Wednesday, April 02, 2008

Time and The Torch

On this page I found another great example of a page by Jae Lee that defies the "temporal mapping" idea that successive panels are successive moments:

I'm unaware of the full context of the page, but the Human Torch is flying around some big monster of sorts and creates the number "4" (for Fantastic Four no doubt) in his path. Doing so, his path begins by violating a constraint of page layout, entering at the bottom of the page, and then flies over his own path, which crosses a panel he's already been in.

I'm not sure I agree with the analysis given on that blog, mainly because I think appealing to McCloud's transitions and closure only hurts his otherwise fairly good discussion.

Now, I don't want to suggest here that there is not time being shown here, but I think that there are two considerations that need to be reoriented.

First, let's not talk about "time," let's talk about "events." To the human mind time is only an extrapolation of events. Thinking in terms of a clicking-clock type of absolutist Time is not on the same level with the understanding of time constructed in a person's head. From understanding events, we can tell that time passes, not so the other way around.

Second, panels do not necessarily have to equal moments. Rather, panels function as "attention units" grouping important information into meaningful chunks. These chunks don't have to be moments, but they do highlight relevant information in ways that the author intends.

This is exactly the case in this example. The interesting thing is that the flow of events runs counter to the standard reading path of panels in order to create the "4" emblem. If reading left-to-right as if these were independent moments, this would make no sense whatsoever.

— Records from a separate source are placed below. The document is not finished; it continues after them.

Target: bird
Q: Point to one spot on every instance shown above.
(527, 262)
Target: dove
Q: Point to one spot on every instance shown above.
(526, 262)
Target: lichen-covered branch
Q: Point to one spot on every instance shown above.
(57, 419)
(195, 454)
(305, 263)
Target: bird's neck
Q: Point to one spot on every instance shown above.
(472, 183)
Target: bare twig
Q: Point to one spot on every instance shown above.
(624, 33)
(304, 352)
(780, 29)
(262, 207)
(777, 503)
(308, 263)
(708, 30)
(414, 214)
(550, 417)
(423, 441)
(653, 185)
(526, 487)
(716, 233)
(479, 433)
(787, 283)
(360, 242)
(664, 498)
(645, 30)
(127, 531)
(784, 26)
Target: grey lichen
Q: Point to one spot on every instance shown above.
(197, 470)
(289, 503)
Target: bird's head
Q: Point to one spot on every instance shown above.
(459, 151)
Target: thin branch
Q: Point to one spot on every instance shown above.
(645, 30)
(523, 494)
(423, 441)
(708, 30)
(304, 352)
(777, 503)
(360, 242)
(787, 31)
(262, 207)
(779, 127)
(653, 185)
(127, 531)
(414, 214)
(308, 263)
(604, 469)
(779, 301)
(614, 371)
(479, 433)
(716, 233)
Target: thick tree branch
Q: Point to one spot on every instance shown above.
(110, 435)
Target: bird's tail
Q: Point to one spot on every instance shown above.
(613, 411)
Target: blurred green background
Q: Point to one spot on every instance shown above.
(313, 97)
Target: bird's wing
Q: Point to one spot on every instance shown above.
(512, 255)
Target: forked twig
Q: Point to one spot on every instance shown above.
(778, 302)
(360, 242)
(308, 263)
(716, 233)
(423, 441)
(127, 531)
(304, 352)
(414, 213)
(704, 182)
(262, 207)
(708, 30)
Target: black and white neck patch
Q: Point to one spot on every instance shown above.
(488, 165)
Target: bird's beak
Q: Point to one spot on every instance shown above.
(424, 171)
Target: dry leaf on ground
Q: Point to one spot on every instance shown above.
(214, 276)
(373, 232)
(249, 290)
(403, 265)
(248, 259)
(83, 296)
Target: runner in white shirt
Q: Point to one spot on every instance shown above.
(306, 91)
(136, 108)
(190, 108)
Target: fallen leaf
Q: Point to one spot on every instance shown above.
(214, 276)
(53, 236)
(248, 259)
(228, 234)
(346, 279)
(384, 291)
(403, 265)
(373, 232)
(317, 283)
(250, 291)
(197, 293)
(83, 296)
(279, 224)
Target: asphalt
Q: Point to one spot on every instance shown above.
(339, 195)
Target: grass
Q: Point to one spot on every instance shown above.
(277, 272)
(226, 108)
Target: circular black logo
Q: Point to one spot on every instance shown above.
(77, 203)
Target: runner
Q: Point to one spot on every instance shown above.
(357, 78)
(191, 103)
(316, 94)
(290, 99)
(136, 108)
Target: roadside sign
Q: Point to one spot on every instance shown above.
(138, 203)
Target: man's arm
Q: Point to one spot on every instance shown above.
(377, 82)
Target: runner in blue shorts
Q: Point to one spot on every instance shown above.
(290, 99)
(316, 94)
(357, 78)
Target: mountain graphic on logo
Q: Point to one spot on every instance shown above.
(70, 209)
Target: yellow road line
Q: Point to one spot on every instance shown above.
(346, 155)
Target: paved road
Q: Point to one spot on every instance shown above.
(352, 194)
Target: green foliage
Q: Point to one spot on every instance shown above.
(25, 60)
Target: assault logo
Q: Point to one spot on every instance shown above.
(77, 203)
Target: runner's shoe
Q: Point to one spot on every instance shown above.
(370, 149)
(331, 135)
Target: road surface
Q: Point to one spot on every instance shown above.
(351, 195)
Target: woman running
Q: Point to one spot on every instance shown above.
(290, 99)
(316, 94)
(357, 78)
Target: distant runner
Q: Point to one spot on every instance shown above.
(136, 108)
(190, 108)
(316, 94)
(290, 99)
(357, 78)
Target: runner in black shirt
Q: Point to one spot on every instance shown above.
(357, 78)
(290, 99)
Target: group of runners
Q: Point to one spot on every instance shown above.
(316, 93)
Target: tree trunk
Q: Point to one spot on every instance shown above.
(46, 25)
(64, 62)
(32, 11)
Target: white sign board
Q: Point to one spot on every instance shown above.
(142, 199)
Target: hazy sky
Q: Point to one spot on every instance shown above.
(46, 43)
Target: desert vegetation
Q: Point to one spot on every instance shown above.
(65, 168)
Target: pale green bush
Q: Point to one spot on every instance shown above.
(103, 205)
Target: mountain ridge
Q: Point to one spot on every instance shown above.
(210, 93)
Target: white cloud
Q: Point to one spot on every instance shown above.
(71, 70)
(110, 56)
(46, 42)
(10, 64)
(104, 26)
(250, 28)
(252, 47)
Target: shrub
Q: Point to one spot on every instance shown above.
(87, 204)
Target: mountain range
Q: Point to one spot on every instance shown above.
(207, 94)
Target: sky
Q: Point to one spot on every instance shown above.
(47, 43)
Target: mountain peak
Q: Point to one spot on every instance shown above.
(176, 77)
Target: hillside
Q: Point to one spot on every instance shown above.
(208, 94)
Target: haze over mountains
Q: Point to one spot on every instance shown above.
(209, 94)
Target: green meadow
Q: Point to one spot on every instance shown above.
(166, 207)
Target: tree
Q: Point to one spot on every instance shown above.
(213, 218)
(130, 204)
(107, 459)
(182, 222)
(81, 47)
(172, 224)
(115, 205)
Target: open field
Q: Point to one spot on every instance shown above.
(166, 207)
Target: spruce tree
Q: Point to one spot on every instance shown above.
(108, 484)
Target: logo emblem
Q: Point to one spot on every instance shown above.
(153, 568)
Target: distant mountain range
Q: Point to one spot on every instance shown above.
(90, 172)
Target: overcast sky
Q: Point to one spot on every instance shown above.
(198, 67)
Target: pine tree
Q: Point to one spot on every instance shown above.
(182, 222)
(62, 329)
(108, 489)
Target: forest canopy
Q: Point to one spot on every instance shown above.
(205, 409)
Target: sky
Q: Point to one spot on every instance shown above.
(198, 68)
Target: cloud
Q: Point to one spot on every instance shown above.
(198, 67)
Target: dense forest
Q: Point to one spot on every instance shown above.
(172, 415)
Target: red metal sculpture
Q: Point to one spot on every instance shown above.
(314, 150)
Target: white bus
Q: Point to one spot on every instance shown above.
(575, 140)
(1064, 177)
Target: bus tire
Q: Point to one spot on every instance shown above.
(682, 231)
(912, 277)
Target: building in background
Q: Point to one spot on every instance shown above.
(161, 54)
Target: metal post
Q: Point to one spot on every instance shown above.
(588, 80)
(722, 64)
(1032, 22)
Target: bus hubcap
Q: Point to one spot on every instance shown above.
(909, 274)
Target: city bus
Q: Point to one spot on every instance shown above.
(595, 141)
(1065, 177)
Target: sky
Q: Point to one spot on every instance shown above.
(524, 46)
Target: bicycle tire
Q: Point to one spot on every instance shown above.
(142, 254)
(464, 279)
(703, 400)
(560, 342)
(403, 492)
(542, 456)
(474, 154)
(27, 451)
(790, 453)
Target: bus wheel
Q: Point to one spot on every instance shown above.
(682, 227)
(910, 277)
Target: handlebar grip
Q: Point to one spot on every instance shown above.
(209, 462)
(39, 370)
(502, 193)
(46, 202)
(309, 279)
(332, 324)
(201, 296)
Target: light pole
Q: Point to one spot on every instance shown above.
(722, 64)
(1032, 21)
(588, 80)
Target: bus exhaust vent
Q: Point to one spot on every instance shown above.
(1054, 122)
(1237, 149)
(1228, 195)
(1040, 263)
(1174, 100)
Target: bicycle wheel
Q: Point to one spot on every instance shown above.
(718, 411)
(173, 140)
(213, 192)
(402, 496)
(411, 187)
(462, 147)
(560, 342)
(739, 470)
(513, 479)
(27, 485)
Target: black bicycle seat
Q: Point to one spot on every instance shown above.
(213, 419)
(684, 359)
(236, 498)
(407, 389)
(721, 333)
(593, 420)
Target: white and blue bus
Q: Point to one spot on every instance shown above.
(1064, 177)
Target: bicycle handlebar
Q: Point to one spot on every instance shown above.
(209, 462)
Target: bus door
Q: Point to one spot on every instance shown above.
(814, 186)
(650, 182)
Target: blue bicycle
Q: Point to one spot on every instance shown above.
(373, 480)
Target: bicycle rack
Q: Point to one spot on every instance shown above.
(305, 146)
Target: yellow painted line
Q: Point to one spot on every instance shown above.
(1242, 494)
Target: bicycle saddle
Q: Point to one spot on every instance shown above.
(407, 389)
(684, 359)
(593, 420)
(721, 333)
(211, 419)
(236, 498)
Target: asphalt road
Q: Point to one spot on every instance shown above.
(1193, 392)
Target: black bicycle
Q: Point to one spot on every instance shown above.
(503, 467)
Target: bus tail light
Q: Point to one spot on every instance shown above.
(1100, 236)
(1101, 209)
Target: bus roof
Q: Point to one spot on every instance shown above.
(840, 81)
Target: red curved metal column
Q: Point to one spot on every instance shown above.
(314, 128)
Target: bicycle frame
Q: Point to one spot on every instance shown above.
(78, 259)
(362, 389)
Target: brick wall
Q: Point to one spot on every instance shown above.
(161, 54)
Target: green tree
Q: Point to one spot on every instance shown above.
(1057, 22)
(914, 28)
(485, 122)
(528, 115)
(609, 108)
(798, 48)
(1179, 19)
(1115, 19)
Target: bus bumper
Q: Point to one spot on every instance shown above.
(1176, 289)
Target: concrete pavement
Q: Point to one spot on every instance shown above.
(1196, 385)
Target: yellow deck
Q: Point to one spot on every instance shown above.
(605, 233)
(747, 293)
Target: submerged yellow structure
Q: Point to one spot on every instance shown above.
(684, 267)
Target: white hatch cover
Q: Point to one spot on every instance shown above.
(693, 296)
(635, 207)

But, because this display uses image constancy (breaking up a single image into parts... what I'd call a Divisional panel, the understanding of which is what Gestalt psychology would call Closure), the panels only serve to divide up the conceptual space of the image to highlight the Torch at different positions within the space.

Yes, the countering of events vs. panels is a bit funky, but it's also a creative use of playing the two off each other to reveal their functions.

Note: For those more interested in these types of examples about Time, most of these ideas are written about more extensively in my paper Time Frames... Or Not. Attention Units are discussed more in A Visual Lexicon.

Tuesday, April 01, 2008

Some links and whatnots

Steven Seagle has a decent piece up at the First Second blog about visual storytelling. He nicely taps into a simplified version of some of the same things that I've been pushing for my theory of visual grammar. The exercise he uses to rearrange panels is very reminiscent of linguistics methods, and is also a good one that shows how a broader structure exists above and beyond the so-called 'transitions' between panels.

Along these lines, Matt Madden and Jessica Abel will soon have a "how to" book coming out about comics. I've been hearing that its somewhat theory oriented, so the book should be an interesting read. So, keep an eye out in the coming months.

Finally, keep an eye on this very site in the next week. I will finally — finally — be posting the results of my experiment about comic page layouts shooting for next Monday. This one has been a long time coming — I first ran the experiment almost 4 years ago and have been working on the paper since last spring! The project tested whether or not people read comic page layouts using the "left-to-right and down" path like text. A preview: the answer is "not really."

Finally, last month was my most trafficked month ever, so, thanks to everyone that's been reading my site lately!